Director of the Wyoming Department of Education
- In office August 1, 2013 – April 2014
- Preceded by: Jim Rose
- Succeeded by: Cindy Hill

Member of the Arizona Senate
- In office January 10, 2011 – August 2013
- Preceded by: Chuck Gray
- Succeeded by: Dave Farnsworth
- Constituency: 16th (January–August 2013) 19th (2011–2013)

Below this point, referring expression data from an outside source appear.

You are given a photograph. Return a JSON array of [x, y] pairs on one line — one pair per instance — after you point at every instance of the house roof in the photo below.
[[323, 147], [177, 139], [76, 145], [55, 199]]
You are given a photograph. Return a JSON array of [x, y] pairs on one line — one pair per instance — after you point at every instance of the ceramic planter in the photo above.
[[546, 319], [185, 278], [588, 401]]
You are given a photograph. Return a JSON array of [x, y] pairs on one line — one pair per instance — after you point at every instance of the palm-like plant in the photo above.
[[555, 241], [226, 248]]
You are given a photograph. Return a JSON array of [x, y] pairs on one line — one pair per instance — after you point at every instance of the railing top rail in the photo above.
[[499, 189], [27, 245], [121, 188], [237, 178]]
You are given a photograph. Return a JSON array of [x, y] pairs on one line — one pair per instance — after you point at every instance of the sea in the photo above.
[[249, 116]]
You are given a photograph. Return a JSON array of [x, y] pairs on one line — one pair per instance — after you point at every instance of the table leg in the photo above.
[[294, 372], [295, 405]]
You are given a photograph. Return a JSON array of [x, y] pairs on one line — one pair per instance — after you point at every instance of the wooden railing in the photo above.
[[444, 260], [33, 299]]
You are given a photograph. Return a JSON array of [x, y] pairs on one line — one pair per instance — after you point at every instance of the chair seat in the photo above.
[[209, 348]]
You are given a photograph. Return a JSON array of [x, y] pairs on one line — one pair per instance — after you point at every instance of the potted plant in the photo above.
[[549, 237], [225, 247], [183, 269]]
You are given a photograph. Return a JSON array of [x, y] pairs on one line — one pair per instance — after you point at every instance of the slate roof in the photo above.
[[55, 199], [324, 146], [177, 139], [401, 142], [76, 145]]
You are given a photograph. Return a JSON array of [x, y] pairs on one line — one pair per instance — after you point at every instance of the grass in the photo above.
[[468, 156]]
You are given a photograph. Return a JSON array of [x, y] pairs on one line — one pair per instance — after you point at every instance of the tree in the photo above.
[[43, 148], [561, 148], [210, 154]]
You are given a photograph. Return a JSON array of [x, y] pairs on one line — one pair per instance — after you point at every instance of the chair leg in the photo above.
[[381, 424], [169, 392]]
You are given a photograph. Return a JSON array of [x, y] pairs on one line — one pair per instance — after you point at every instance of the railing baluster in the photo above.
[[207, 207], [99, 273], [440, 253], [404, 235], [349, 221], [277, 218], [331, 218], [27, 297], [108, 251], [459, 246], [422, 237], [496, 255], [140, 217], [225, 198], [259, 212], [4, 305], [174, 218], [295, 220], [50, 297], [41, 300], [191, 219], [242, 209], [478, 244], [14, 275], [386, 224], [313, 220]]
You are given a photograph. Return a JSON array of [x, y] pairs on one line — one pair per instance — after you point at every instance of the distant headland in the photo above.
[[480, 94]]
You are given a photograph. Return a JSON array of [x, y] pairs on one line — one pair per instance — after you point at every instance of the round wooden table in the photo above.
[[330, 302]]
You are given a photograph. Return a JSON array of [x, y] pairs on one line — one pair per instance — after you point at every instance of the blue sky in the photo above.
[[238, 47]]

Member of the Arizona House of Representatives from the 19th district
- In office January 8, 2007 – January 10, 2011 Serving with Kirk Adams
- Preceded by: Gary Pierce
- Succeeded by: Justin Olson

Personal details
- Born: September 13, 1967 (age 59) Santa Barbara, California, U.S.
- Party: Republican
- Spouse: Leann Larson Crandall
- Children: 13
- Education: Brigham Young University University of Notre Dame

= Rich Crandall =

American politician and businessman

Richard D. Crandall, known as Rich Crandall (born 1967), is a businessman, former Arizona legislator, and former director of the Wyoming Department of Education.

==Background==

Crandall was born in Santa Barbara, California. He holds a bachelor's and master's degree in accounting from Brigham Young University and an MBA from the University of Notre Dame in South Bend, Indiana. He is a Certified Public Accountant.

==Career==

===Arizona lawmaker===
Crandall is a moderate Republican a former member of the Arizona State Senate and Arizona House of Representatives. Elected in 2007 to the House and 2010 to the Senate, he resigned in 2013 to accept a position in Wyoming.

===Wyoming Department of Education===
Crandall was director of the Wyoming Department of Education, based in the capital city of Cheyenne, Wyoming from August 2013 to April 2014. The position of Director was dissolved when the Wyoming Supreme Court, in a three-to-two vote on 28 January 2014, ruled the legislation that created the position unconstitutional. The court ruled that the law removing the duties of the superintendent of public instruction and placing them into the hands of an appointed director conflicts with the Wyoming State Constitution. The court ruled Crandall's director position as unconstitutional.

===Education Commissioner of Colorado===
He was appointed the Education Commissioner of Colorado in December 2015.
Crandall resigned from his position as Colorado's Commissioner of Education on May 19, 2016, a mere four months into the job.

===Current===
Crandall is the founder and chair of CN Resource and is also the CFO/partner for Crandall Corporate Dietitians. He currently serves on the board of directors of digital marketing firm ChannelNet.

==Personal==
Crandall is member of the Church of Jesus Christ of Latter-Day Saints. He is married to Leann Larson Crandall and together they have 13 children (seven from his first marriage to Patrice Webb and six from his second marriage).